Overigens wordt aan een getuige die naar het (voorlopig) oordeel van de raad een bijdrage aan het ontstaan van een ongeval of incident heeft geleverd, wel het uitdrukkelijke recht gegeven zijn visie aan de raad te geven. Een dergelijke als «betrokkene» aangeduide getuige heeft het recht op zijn verzoek als getuige op een zitting van de raad te worden gehoord (artikel 51, zesde lid). Indien de raad geen zitting houdt, heeft een dergelijke betrokkene het recht schriftelijk commentaar te leveren (artikel 56, tweede lid).
Op het feit dat een betrokkene niet aan zijn eigen strafrechtelijke veroordeling behoeft mee te werken, moet hij ingevolge het Wetboek van Strafvordering in het kader van een strafrechtelijke procedure uitdrukkelijk worden geattendeerd. Op zijn verschoningsrecht in het kader van het onderzoek van de raad kan hij worden geattendeerd door de juridische raadsman, door wie hij zich ingevolge artikel 2:1 van de Algemene wet bestuursrecht kan laten bijstaan.

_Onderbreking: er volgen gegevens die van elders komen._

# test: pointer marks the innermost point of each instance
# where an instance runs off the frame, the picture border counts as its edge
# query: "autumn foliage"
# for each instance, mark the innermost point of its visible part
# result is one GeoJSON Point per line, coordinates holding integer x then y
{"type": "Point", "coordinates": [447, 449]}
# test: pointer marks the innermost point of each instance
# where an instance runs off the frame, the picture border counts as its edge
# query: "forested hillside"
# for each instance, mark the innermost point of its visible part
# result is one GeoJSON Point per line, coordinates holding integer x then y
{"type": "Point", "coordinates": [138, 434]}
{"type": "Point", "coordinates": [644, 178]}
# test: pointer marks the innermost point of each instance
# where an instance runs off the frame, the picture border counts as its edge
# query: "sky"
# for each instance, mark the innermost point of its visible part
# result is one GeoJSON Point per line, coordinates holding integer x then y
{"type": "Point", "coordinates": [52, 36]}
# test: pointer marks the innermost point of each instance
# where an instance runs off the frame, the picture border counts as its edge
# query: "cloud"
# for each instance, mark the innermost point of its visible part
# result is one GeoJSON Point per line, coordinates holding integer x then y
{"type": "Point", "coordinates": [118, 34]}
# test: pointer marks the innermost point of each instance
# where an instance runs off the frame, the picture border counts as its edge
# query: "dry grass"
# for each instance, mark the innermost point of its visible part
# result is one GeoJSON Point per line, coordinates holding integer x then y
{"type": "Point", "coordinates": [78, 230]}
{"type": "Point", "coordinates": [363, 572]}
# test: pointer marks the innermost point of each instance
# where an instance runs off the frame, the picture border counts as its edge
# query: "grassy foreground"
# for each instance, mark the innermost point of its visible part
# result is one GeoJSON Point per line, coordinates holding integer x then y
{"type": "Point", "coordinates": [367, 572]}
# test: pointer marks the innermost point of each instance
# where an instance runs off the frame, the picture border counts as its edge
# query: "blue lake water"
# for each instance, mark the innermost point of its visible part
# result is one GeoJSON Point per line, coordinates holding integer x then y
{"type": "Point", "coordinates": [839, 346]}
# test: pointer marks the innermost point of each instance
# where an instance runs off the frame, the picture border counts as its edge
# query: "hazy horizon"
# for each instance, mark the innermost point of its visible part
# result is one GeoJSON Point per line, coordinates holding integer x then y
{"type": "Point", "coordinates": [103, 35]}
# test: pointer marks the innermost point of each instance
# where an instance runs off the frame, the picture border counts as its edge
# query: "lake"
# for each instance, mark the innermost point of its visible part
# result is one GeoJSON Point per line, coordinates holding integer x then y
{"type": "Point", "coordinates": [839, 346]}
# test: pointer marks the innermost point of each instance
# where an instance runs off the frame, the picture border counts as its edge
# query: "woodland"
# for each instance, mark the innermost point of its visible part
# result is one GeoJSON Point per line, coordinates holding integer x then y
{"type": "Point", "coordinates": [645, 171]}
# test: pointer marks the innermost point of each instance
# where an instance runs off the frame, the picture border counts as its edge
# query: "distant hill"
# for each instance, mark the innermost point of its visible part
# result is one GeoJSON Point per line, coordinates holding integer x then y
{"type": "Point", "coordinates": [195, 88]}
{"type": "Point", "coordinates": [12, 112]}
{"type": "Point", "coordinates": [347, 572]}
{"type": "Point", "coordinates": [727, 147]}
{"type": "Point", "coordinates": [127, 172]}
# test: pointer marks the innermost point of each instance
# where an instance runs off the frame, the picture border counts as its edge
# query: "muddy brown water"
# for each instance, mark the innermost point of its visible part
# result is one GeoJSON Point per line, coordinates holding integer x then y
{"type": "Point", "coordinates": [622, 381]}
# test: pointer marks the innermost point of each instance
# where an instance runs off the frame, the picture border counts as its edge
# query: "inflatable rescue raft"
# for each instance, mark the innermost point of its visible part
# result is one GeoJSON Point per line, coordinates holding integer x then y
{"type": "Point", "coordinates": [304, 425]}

Kan de minister garanderen dat de geheimhoudingsplicht ex artikel 49 van het wetsvoorstel door buitenlandse fora gerespecteerd zal worden? Is de geheimhoudingsplicht ex artikel 49 van het wetsvoorstel ook van toepassing op de identieke, op het ongeval of incident betrekking hebbende stukken, die de als betrokkene opgeroepen getuige al eerder uit andere hoofde (dossiers bijvoorbeeld) in zijn bezit heeft gekregen of nog zal ontvangen? Mogen de op grond van artikel 49 van het wetsvoorstel door de als betrokkene opgeroepen getuige verkregen, op het ongeval of incident betrekking hebbende stukken, inhoudelijk identiek aan die welke al eerder in zijn bezit waren of later, na gebruikmaking van het aan hem in artikel 49 gegeven recht, uit andere hoofde (dossiers) ontvangen identieke stukken door hem niet in een civiele of strafrechtelijke danwel «buitenlandse» procedure worden gebruikt/overlegd? Geldt de geheimhoudingsplicht ex artikel 49 van het wetsvoorstel voor de als betrokkene opgeroepen getuige voor «altijd»? Met andere woorden, is die plicht niet aan enige tijdslimiet gebonden of komt die plicht op enig moment te vervallen en zo ja, op welk moment?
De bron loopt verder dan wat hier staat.